Besonders in der Kritik steht die geplante Erhöhung der Ausgaben für die Verteidigung, die als Reaktion auf die geopolitischen Spannungen mit Russland gerechtfertigt wird. Diese Maßnahme soll die Bundeswehr stärken, wirft jedoch die Frage auf, wie die Bundesregierung gleichzeitig ihre Klimaziele erreichen kann.
Vertreter der Grünen und anderer Umweltorganisationen warnen vor einer „Plünderung“ des Klimafonds, die fatale Folgen für Klimaschutzmaßnahmen in Deutschland haben könnte. „Wir können nicht die Sicherheit von morgen auf Kosten der Umwelt von heute erkaufen“, äußerte ein führender grüner Politiker.
Nach der Verabschiedung im Kabinett wird der Haushalt in die parlamentarischen Beratungen gehen, die bis Ende November abgeschlossen sein sollen. In diesem Zeitraum ist mit intensiven Diskussionen und möglicherweise auch mit Änderungen am ursprünglichen Entwurf zu rechnen.
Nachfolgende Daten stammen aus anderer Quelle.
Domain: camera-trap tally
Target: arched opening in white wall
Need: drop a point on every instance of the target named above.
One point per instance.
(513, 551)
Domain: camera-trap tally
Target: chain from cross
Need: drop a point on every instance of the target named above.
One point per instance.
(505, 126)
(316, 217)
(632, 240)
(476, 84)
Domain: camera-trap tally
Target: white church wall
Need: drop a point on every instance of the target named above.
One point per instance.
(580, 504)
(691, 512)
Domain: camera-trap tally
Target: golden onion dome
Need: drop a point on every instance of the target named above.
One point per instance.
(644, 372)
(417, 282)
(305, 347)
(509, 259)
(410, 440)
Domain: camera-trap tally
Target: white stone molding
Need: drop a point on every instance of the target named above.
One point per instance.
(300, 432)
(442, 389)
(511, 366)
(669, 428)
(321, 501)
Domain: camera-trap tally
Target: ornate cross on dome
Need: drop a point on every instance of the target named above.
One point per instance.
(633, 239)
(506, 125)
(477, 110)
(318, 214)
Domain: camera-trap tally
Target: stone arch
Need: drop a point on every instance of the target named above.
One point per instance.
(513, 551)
Die Kritik an der Haushaltsplanung ist nicht neu, doch die Kombination aus hohen Verteidigungsausgaben und Einschnitten bei umweltpolitischen Maßnahmen sorgt für besonders viel Aufregung. Experten warnen, dass die geplanten Änderungen das Erreichen der Klimaziele der Bundesregierung gefährden könnten, insbesondere in einer Zeit, in der die Dringlichkeit von Klimaschutzmaßnahmen weltweit anerkannt wird.
„Wir müssen die Prioritäten neu setzen und sicherstellen, dass nachhaltige Investitionen nicht zugunsten kurzfristiger militärischer Ausgaben geopfert werden“, betonte ein Vertreter der Umweltschutzorganisation Greenpeace. Der Druck auf die Regierung, eine ausgewogenere Finanzpolitik zu verfolgen, wird in den kommenden Wochen voraussichtlich zunehmen.